Editorial:

Kennedy: 40 años después.

Santiago, 23 de Noviembre de 2003

Mucha gente recuerda, con nitidez, el momento preciso en que se enteró de la muerte de John F. Kennedy.

El notable periodista Juan Luis Cebrián, director por años de El País, ha anotado que por esos días se estaba recién iniciando en el periodismo. El suyo es un doble testimonio: por una parte deja constancia del agotador, pero fascinante y excitante trabajo en un diario con motivo de una gran noticia y; por otra, del terrible golpe que fue, para su vanidad, el encontrar que las páginas en las que había trabajado tan arduamente, servían, al día siguiente, para proteger las baldosas del edificio en que vivía.

Así de importante es nuestras vidas es el periodismo. Así de fugaz.

En mi propia historia hay también una pequeña lección.

Cuarenta años atrás, entre otras cosas, me dedicaba a escribir comentarios de cine para el semanario La Voz, del arzobispado de Santiago. Lo hacía con otros periodistas de mi generación que empezaban a asomarse al mundo laboral mientras terminaban sus estudios en la Universidad de Chile: Javier Rojas, Leonardo Cáceres, entre ellos. Uno tuvo una brillante carrera en el cine junto a su maestro Patricio Kaulen, murió prematuramente en El Salvador. El otro se internó en los vericuetos pioneros de la televisión hasta el día aciago en que todo se suspendió “hasta nueva orden”, lo que en su caso incluyó un largo exilio.

El 22 de noviembre de 1963, en cumplimiento de ese noble placer de ver cine con el pretexto de escribir un comentario, estaba en el viejo cine Victoria, en Huérfanos, en el centro de la ciudad, No recuerdo la película, pero sí el titular de La Segunda, que me golpeó de inmediato, a la salida: “Murió Kennedy”. La noticia no tiene discusión, pese al misterio persistente de por qué ocurrió lo que ocurrió. Pero la lección de periodismo que siempre asocio con este titular es acerca de la propiedad del verbo “morir”. Si fuera un personaje que ha sufrido una larga enfermedad, o que tiene muchos años y mucha vida a cuestas, sí. ¿Pero cómo aplicarlo a quien cae, muy joven aun, víctima de un atentado cuando el terrorismo todavía nos parecía cosa de ficción?

Kennedy, en rigor, no murió: lo mataron. Todavía no tenemos absoluta certeza respecto del asesino (o los asesinos), pero nunca he dejado de reprochar este titular, concebido sobre la marcha, con la hora de cierre encima, cuando hay que tomar decisiones que pueden tener efectos de largo plazo en poco minutos.

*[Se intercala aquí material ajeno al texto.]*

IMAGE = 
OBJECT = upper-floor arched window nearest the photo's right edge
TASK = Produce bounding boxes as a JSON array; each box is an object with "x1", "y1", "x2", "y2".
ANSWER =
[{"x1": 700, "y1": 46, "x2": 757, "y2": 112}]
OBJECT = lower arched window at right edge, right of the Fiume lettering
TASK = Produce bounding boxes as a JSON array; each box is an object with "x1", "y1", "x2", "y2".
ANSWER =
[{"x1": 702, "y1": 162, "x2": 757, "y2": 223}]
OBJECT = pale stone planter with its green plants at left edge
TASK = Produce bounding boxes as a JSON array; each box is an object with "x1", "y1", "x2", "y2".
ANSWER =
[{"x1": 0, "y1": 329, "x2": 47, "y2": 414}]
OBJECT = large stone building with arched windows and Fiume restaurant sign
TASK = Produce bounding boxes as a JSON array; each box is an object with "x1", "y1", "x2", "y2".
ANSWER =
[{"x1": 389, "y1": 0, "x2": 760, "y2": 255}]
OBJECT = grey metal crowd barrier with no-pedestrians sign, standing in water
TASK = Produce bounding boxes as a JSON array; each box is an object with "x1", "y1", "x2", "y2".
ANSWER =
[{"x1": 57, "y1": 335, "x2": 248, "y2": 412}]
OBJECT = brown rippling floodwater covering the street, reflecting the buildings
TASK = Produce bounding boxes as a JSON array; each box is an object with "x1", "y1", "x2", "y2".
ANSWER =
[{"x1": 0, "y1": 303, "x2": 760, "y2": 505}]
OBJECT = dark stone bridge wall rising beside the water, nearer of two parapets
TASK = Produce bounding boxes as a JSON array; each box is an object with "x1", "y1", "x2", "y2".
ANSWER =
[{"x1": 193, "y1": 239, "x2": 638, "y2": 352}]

A lo mejor a nadie más le ha importado. Pero, para mi, esta reflexión, que tronchó una vida, que frustró muchas esperanzas, que dejó una viuda joven y atractiva sumida en una serena tristeza con sus hijos todavía pequeños, constituye una parte muy importante de mi juventud. Se enlaza con el mito de los grandes hombres de la post-guerra: De Gaulle y Churchill. Con el Papa del Concilio, Juan XXIII, con nuestra propia realidad de un período que empezaba lleno de promesas, la “década prodigiosa” y que terminaría entre lágrimas y suspenso.

Fue apenas un titular leído en la calle, en el centro de Santiago, más de principios del siglo XX que del final que ya había empezado. Pero contuvo, por un instante, la historia completa del mundo y de Chile.